木村毅『丸善外史』丸善、1969年
内田魯庵『文學者となる法』(図書新聞、1995年)の解説で鹿島茂氏が木村毅の『丸善外史』(1969年)の中で内田魯庵に突き当たったと書いていた。
偶々、古書肆右左見堂にあったので手にした。第五章を内田魯庵に充てていた(P195〜268)。全376頁なので2割弱を割いていることになる。第六章 学鐙も内田魯庵の息がかかってるので、内田魯庵が出てこないでは済まない。
折込口絵は日本橋開橋式(明治四十四年四月)記念絵葉書より作られていて、左端に明治四十三年に新築した丸善社屋がある。
『丸善社史』(1951年)があって、『丸善外史』(1969年)は丸善にとってどういう扱いなのだろうか? 『丸善百年史』が編纂中だったという。木村毅も序と第二編を担当している。『丸善百年史』(1980年)は現在PDF版で公開されている。社史と外史を同じ人が書くということが持つ意味は読み比べなければ分からない。
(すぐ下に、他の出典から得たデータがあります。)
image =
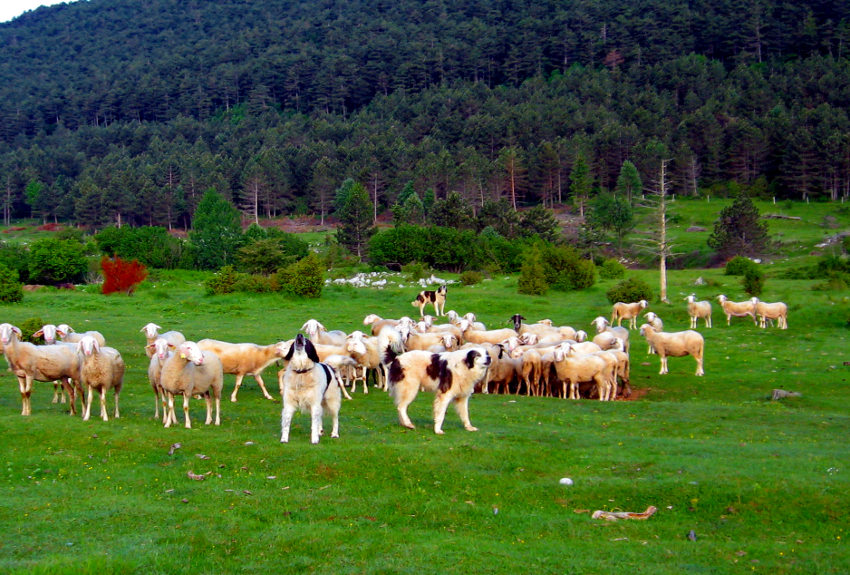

木村毅は『早稲田外史』(1964年)を書いている。外史というと我々は頼山陽の『日本外史』を思い浮かべる。『丸善外史』は丸善から出版されている。社内の人が作った社史ではない。自身の回想録のようなものだ。丸善の果たした文藝への影響という側面から書いたと言っている。『丸善社史』(1951)が輸入商社の歴史だったことの対比である。確かに、丸善に知り合いがいて、本を勧めてくれる関係があればそれに越したことはない。